Obviously, the armed U.S. citizen has a big, fat, bull's eye on his back. We are a hindrance to their agenda. May we continue to be just that.


----------



## MI.oldguy (Apr 18, 2013)




----------



## RedLion (Sep 23, 2015)

I am not surprised as the UN Elite have been trying to take American firearms for years.


----------



## csi-tech (Apr 13, 2013)

Well, come on then.


----------



## RedLion (Sep 23, 2015)

csi-tech said:


> Well, come on then.


That is my sentiment as well. If I could speak my mind freely without consequences, I would clarify my position. Lets just say that with the direction that this country has been going, rule of law is dead.


----------



## Camel923 (Aug 13, 2014)

That is why it pays to belong to organizations that will lobby and raise a fuss. NRA. NAGR, GOA and so on. Write your congressmen and ?Senators on this issue over and over again. After all the left will never quit trying to obtain total confiscation of civilian arms.


----------



## stowlin (Apr 25, 2016)

They are coming on. Just not as you guys suggest. No jack booted thugs coming to our doors. It won't happen that way. It happens like the slow boiling pot with the frog. They increase regulation, increase costs, and malign opponents as thugs, haters, and out of touch. Look at gay marriage. I know its not related but look what they did to the opposition to gay marriage. Such people are often referred to as racist. TV shows, movies and pundits are already spouting this agenda. The UN and governments can monopolize ammo supplies driving costs soaring. They can require added fees; just a little bit with every little bit putting the cost of gun ownership beyond another populations reach. You bet $25 matters. Regulate out shops, ranges, and kill mail order and prices will rise. This means fewer and fewer people with anything to vote for on the issue. Ultimately they win. Not in our lifetime. Its just turn up the pot time. This won't reach critical mass for a 100 years or more. It will.


----------



## Seneca (Nov 16, 2012)

They've been talking about it for a long time. When or if they get around to actually trying global disarmament it should get interesting. The UN need to be headquartered in Antarctica.


----------



## RedLion (Sep 23, 2015)

stowlin said:


> They are coming on. Just not as you guys suggest. No jack booted thugs coming to our doors. It won't happen that way. It happens like the slow boiling pot with the frog. They increase regulation, increase costs, and malign opponents as thugs, haters, and out of touch. Look at gay marriage. I know its not related but look what they did to the opposition to gay marriage. Such people are often referred to as racist. TV shows, movies and pundits are already spouting this agenda. The UN and governments can monopolize ammo supplies driving costs soaring. They can require added fees; just a little bit with every little bit putting the cost of gun ownership beyond another populations reach. You bet $25 matters. Regulate out shops, ranges, and kill mail order and prices will rise. This means fewer and fewer people with anything to vote for on the issue. Ultimately they win. Not in our lifetime. Its just turn up the pot time. This won't reach critical mass for a 100 years or more. It will.

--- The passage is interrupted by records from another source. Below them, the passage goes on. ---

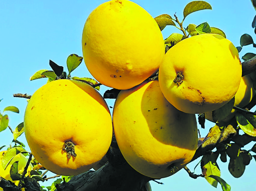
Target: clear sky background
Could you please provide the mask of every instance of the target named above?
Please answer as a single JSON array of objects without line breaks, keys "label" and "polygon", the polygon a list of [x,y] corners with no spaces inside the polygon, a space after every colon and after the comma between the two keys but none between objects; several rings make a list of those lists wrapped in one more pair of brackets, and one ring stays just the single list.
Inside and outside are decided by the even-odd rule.
[{"label": "clear sky background", "polygon": [[[6,107],[11,105],[19,109],[19,114],[6,112],[9,117],[9,125],[13,129],[23,122],[27,103],[25,99],[13,98],[13,94],[32,95],[45,84],[46,79],[30,81],[29,77],[40,69],[50,70],[50,59],[64,66],[64,70],[67,71],[66,64],[67,57],[72,53],[82,56],[81,36],[86,19],[93,9],[105,1],[0,1],[0,99],[3,99],[0,103],[0,110],[2,111]],[[153,17],[165,13],[173,16],[176,13],[180,20],[183,18],[183,8],[190,1],[134,0]],[[256,12],[250,0],[206,1],[211,5],[212,10],[200,11],[189,15],[184,22],[185,27],[190,23],[198,25],[207,22],[210,26],[223,30],[227,38],[236,47],[240,45],[240,37],[245,33],[251,35],[256,40],[251,27]],[[174,32],[180,32],[173,26],[167,26],[162,31],[164,38]],[[247,52],[255,53],[254,49],[252,47],[248,46],[243,48],[240,58]],[[83,61],[71,75],[93,78]],[[103,94],[109,89],[102,86],[100,92]],[[107,100],[107,102],[109,106],[114,106],[113,100]],[[205,136],[209,128],[214,125],[213,123],[207,122],[205,130],[200,129],[202,136]],[[9,129],[0,132],[0,147],[9,144],[12,139]],[[24,143],[27,149],[29,150],[24,135],[18,140]],[[189,164],[188,167],[193,171],[198,162],[198,160]],[[256,163],[254,159],[246,167],[245,173],[238,179],[230,175],[227,162],[223,163],[219,160],[217,162],[221,171],[220,177],[231,186],[232,191],[255,189]],[[201,173],[200,166],[196,169],[196,173]],[[51,174],[48,175],[50,176]],[[192,179],[183,169],[159,182],[164,184],[151,182],[153,191],[222,190],[220,185],[216,189],[204,178]],[[50,181],[48,181],[43,185],[49,186],[51,184]]]}]

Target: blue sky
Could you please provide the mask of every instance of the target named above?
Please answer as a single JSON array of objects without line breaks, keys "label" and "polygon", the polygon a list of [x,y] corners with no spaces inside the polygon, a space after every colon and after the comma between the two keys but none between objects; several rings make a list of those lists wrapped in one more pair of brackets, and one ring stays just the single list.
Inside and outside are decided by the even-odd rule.
[{"label": "blue sky", "polygon": [[[32,95],[47,81],[45,79],[30,81],[29,77],[42,69],[51,69],[51,60],[64,67],[71,54],[82,56],[81,36],[85,22],[90,13],[106,1],[103,0],[67,1],[1,1],[0,2],[0,111],[7,106],[13,105],[20,109],[19,114],[6,112],[9,115],[9,125],[14,129],[23,121],[27,101],[15,98],[13,94]],[[183,9],[191,1],[164,0],[134,0],[134,2],[146,9],[153,17],[162,14],[176,15],[183,18]],[[208,0],[212,10],[194,13],[185,20],[184,26],[196,25],[207,22],[210,26],[219,28],[226,33],[227,38],[235,46],[239,46],[240,36],[244,33],[255,38],[252,22],[256,13],[249,0]],[[171,33],[180,32],[175,27],[167,26],[162,31],[164,38]],[[255,52],[251,47],[245,47],[240,53],[240,58],[248,52]],[[87,70],[84,62],[71,73],[72,76],[93,78]],[[102,87],[103,94],[109,89]],[[107,100],[109,106],[114,106],[114,100]],[[207,122],[205,130],[200,129],[203,136],[206,135],[214,124]],[[200,128],[200,127],[199,127]],[[23,135],[19,139],[26,144]],[[12,140],[12,135],[7,129],[0,133],[0,146]],[[193,171],[199,160],[188,165]],[[227,163],[218,161],[221,171],[221,177],[229,184],[232,191],[251,190],[255,187],[254,177],[256,163],[252,160],[247,166],[244,175],[240,178],[233,177],[228,172]],[[200,167],[196,173],[200,173]],[[50,175],[50,174],[48,175]],[[182,191],[222,190],[212,187],[204,178],[196,180],[189,178],[184,170],[159,182],[164,185],[151,182],[152,190]],[[49,181],[43,183],[50,184]]]}]

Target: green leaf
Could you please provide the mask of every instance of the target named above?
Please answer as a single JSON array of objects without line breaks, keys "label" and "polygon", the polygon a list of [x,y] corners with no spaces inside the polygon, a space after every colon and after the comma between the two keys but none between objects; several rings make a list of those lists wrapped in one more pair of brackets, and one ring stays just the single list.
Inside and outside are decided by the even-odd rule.
[{"label": "green leaf", "polygon": [[218,153],[214,153],[212,155],[206,155],[202,158],[201,168],[203,174],[207,182],[212,186],[217,187],[218,182],[214,179],[209,177],[211,175],[218,176],[220,175],[220,171],[216,162]]},{"label": "green leaf", "polygon": [[246,53],[242,57],[242,59],[244,60],[244,61],[246,61],[247,60],[249,60],[251,58],[253,58],[254,56],[256,56],[256,54],[254,53]]},{"label": "green leaf", "polygon": [[207,22],[199,24],[196,27],[195,29],[199,34],[211,33],[211,27]]},{"label": "green leaf", "polygon": [[23,152],[28,152],[22,147],[14,147],[8,150],[2,159],[2,166],[4,169],[5,170],[11,160],[15,156]]},{"label": "green leaf", "polygon": [[253,44],[253,40],[252,37],[248,34],[244,34],[240,38],[241,47]]},{"label": "green leaf", "polygon": [[[247,117],[249,117],[250,116]],[[239,127],[247,135],[256,137],[256,129],[248,121],[247,118],[245,118],[242,113],[236,113],[236,119]],[[252,121],[254,120],[252,117]],[[255,117],[254,118],[255,118]]]},{"label": "green leaf", "polygon": [[210,175],[209,177],[215,179],[218,183],[220,184],[222,190],[223,191],[230,191],[231,187],[222,178],[217,176],[214,175]]},{"label": "green leaf", "polygon": [[19,161],[16,161],[13,163],[10,170],[11,178],[13,181],[19,180],[21,178],[21,175],[18,172]]},{"label": "green leaf", "polygon": [[221,35],[223,37],[226,38],[226,35],[225,33],[220,29],[218,29],[216,27],[210,27],[211,28],[211,33],[213,34],[217,34]]},{"label": "green leaf", "polygon": [[[95,80],[90,78],[79,78],[78,77],[73,77],[71,78],[72,79],[83,82],[89,85],[92,85],[98,84],[98,82]],[[97,86],[95,88],[96,89],[100,90],[100,86]]]},{"label": "green leaf", "polygon": [[237,158],[240,151],[240,146],[236,143],[232,143],[227,149],[227,154],[230,158]]},{"label": "green leaf", "polygon": [[245,165],[243,162],[243,157],[239,155],[236,158],[230,158],[228,165],[230,173],[235,178],[240,177],[245,169]]},{"label": "green leaf", "polygon": [[256,0],[251,0],[252,3],[252,6],[254,9],[256,9]]},{"label": "green leaf", "polygon": [[5,130],[8,127],[9,118],[8,115],[4,115],[4,116],[0,114],[0,132]]},{"label": "green leaf", "polygon": [[42,75],[44,75],[49,78],[50,81],[53,81],[55,80],[57,77],[57,76],[54,73],[53,71],[47,70],[44,71],[42,73]]},{"label": "green leaf", "polygon": [[24,123],[20,123],[13,131],[13,138],[16,140],[24,132]]},{"label": "green leaf", "polygon": [[69,76],[73,70],[80,65],[82,61],[82,57],[78,56],[76,54],[72,54],[69,56],[67,59],[67,66],[69,70]]},{"label": "green leaf", "polygon": [[154,19],[161,31],[162,31],[167,25],[176,25],[174,22],[173,21],[171,17],[167,14],[160,15]]},{"label": "green leaf", "polygon": [[45,179],[44,179],[40,176],[38,176],[36,175],[33,175],[31,176],[31,178],[34,178],[35,179],[36,179],[36,180],[37,181],[42,181],[42,182],[45,181]]},{"label": "green leaf", "polygon": [[[194,1],[188,3],[183,10],[184,19],[189,14],[200,10],[211,9],[211,5],[204,1]],[[184,20],[184,19],[183,19]]]},{"label": "green leaf", "polygon": [[214,122],[221,121],[229,114],[235,103],[235,97],[220,108],[211,112]]},{"label": "green leaf", "polygon": [[236,49],[237,49],[238,52],[240,52],[242,50],[242,47],[237,47]]},{"label": "green leaf", "polygon": [[33,76],[31,76],[29,78],[30,81],[33,80],[36,80],[37,79],[42,78],[46,78],[46,76],[45,75],[42,75],[42,73],[44,71],[48,71],[48,70],[40,70],[37,71],[34,74]]},{"label": "green leaf", "polygon": [[12,111],[13,112],[17,113],[20,113],[19,109],[15,106],[8,106],[8,107],[6,107],[4,109],[3,112],[4,112],[6,111]]},{"label": "green leaf", "polygon": [[245,145],[253,141],[255,138],[244,133],[242,135],[237,134],[235,137],[232,138],[232,141],[243,147]]},{"label": "green leaf", "polygon": [[198,32],[196,30],[196,25],[195,24],[189,24],[187,27],[186,30],[189,33],[191,36],[197,35]]},{"label": "green leaf", "polygon": [[50,60],[49,62],[49,64],[54,73],[55,73],[55,74],[58,77],[60,76],[63,72],[63,67],[59,66],[51,60]]},{"label": "green leaf", "polygon": [[173,33],[165,40],[165,43],[176,44],[185,38],[186,38],[186,37],[181,34]]}]

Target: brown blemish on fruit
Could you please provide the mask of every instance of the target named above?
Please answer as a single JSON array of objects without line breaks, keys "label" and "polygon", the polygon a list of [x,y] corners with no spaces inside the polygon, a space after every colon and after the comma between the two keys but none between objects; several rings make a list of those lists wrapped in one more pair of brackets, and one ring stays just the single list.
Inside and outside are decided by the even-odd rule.
[{"label": "brown blemish on fruit", "polygon": [[176,84],[178,87],[183,82],[183,80],[184,78],[184,74],[180,72],[178,72],[176,75],[175,78],[174,80],[174,84]]}]

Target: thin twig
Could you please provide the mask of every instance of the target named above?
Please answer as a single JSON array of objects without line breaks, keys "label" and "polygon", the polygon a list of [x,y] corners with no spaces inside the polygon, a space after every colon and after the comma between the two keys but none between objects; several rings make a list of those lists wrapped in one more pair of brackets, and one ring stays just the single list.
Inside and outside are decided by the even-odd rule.
[{"label": "thin twig", "polygon": [[101,84],[100,83],[98,83],[98,84],[93,84],[93,85],[91,85],[91,86],[95,88],[95,87],[97,87],[97,86],[100,86],[101,85],[102,85],[102,84]]},{"label": "thin twig", "polygon": [[51,178],[54,178],[57,177],[59,177],[60,176],[60,175],[57,175],[54,176],[52,176],[51,177],[49,177],[48,178],[45,178],[45,180],[48,180],[49,179],[50,179]]},{"label": "thin twig", "polygon": [[27,99],[30,99],[31,98],[31,96],[27,94],[27,93],[25,93],[24,94],[22,94],[22,93],[14,93],[13,94],[13,97],[15,98],[22,98]]},{"label": "thin twig", "polygon": [[9,129],[11,130],[11,133],[13,134],[13,131],[12,130],[12,129],[11,129],[11,127],[9,125],[8,125],[8,127],[9,128]]},{"label": "thin twig", "polygon": [[189,176],[191,177],[191,178],[194,178],[194,179],[196,179],[196,178],[197,178],[198,177],[205,177],[205,175],[203,174],[194,174],[192,172],[191,172],[190,170],[188,168],[187,168],[187,166],[185,166],[185,167],[183,168],[183,169],[184,169],[186,170],[186,171],[187,171],[187,172],[188,173]]},{"label": "thin twig", "polygon": [[245,110],[245,109],[243,109],[241,108],[240,108],[235,106],[233,107],[233,109],[239,111],[240,111],[245,113],[250,114],[251,115],[256,115],[256,113],[254,112],[252,112],[252,111],[249,111]]}]

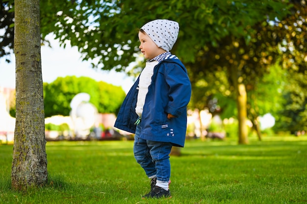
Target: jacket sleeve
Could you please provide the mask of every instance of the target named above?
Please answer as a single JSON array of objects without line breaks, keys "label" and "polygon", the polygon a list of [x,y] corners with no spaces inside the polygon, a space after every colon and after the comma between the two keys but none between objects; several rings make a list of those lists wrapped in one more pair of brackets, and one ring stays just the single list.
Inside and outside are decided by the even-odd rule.
[{"label": "jacket sleeve", "polygon": [[179,117],[186,110],[191,94],[190,79],[185,68],[175,63],[168,63],[165,80],[169,86],[168,113]]},{"label": "jacket sleeve", "polygon": [[132,133],[135,132],[136,127],[134,123],[138,117],[135,113],[138,92],[138,78],[127,94],[114,124],[114,127]]}]

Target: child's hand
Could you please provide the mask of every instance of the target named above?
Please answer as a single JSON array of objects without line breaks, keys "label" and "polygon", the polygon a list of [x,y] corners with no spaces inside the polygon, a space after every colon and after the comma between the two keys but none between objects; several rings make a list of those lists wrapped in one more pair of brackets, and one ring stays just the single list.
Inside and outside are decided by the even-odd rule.
[{"label": "child's hand", "polygon": [[173,115],[172,115],[170,113],[168,113],[167,114],[167,119],[170,119],[172,118],[175,118],[175,116],[173,116]]}]

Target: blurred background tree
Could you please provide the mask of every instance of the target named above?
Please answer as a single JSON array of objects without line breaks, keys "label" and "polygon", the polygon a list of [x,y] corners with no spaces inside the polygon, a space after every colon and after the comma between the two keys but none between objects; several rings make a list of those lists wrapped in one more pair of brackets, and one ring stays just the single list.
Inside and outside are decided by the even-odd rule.
[{"label": "blurred background tree", "polygon": [[45,117],[69,116],[70,102],[79,93],[91,96],[90,102],[101,113],[117,113],[126,96],[123,89],[88,77],[59,77],[53,82],[44,83]]}]

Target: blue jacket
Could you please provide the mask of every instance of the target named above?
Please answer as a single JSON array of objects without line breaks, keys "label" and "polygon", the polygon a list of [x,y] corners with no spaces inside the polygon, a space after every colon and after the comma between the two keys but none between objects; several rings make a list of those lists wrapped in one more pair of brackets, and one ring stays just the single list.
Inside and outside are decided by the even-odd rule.
[{"label": "blue jacket", "polygon": [[[138,118],[135,107],[139,78],[127,94],[114,127],[132,133]],[[175,55],[167,57],[154,69],[140,124],[141,138],[170,142],[183,147],[186,132],[186,106],[191,98],[191,82],[186,69]],[[168,113],[176,116],[167,118]]]}]

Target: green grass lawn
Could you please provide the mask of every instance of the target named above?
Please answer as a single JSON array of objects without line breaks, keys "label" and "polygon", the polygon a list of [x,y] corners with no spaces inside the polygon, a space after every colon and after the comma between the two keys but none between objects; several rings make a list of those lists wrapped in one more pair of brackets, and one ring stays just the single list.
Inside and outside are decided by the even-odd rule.
[{"label": "green grass lawn", "polygon": [[0,203],[307,203],[307,136],[250,141],[187,141],[171,157],[172,198],[146,200],[132,141],[48,142],[48,184],[24,193],[10,188],[13,146],[2,145]]}]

A lot of what you stated is already in the works, or tried and denied. As far as it taking 100 years to reach critical mass, I see it being much sooner and due to a SHTF event. It would then be show-down time.
Our economy stands a very good chance of falling apart and if Clinton gets elected POTUS, you can rest assured of ongoing destruction.


----------



## Sasquatch (Dec 12, 2014)

They are going to be in for a surprise when they try to take them.

Sent from my SM-G900V using Tapatalk


----------



## SDF880 (Mar 28, 2013)

Come and take them!


----------



## RedLion (Sep 23, 2015)

Sasquatch said:


> They are going to be in for a surprise when they try to take them.
> 
> Sent from my SM-G900V using Tapatalk


Do you think that the powers that be have gotten so out of touch with reality that they would not expect significant resistance and bloodshed? I am just asking. I do think that they have gotten more arrogant and buy into their own BS that citizens would just "hand them over boys."


----------



## Sasquatch (Dec 12, 2014)

RedLion said:


> Do you think that the powers that be have gotten so out of touch with reality that they would not expect significant resistance and bloodshed? I am just asking. I do think that they have gotten more arrogant and buy into their own BS that citizens would just "hand them over boys."


I do think they have. They've become so emboldened with all the other crap they get away with they think they are untouchable.

Sent from my SM-G900V using Tapatalk


----------



## RedLion (Sep 23, 2015)

Sasquatch said:


> I do think they have. They've become so emboldened with all the other crap they get away with they think they are untouchable.
> 
> Sent from my SM-G900V using Tapatalk


I agree. Evil people with evil intentions.


----------



## Oddcaliber (Feb 17, 2014)

I could reach out and touch a few of them!


----------



## Prepared One (Nov 5, 2014)

We have no business being in the UN. We should drop them like a stone and throw their ass out of NY. They are fooling themselves if they think they can just come and get the guns without a fight. Bring it...........


----------



## Sasquatch (Dec 12, 2014)

RedLion said:


> I agree. Evil people with evil intentions.


I also think people are fed up. The Trump movement is proof of that (tea party before him). These evil Bastards get a little then they want it all. When/if they try a gun grab they will be saying the same thing Yamamoto said at the end of WWII, "I fear all we have done is to awaken a sleeping giant and fill him with a terrible resolve."

Sent from my SM-G900V using Tapatalk


----------



## rice paddy daddy (Jul 17, 2012)

When you cast your ballot in November, think of the future with President H.R. Clinton.
I WILL vote for Trump, even though he was not my choice in the primary.


----------



## bigwheel (Sep 22, 2014)

One of my favorite conspiracy theorists sent this a while ago. Not sure what to think about it.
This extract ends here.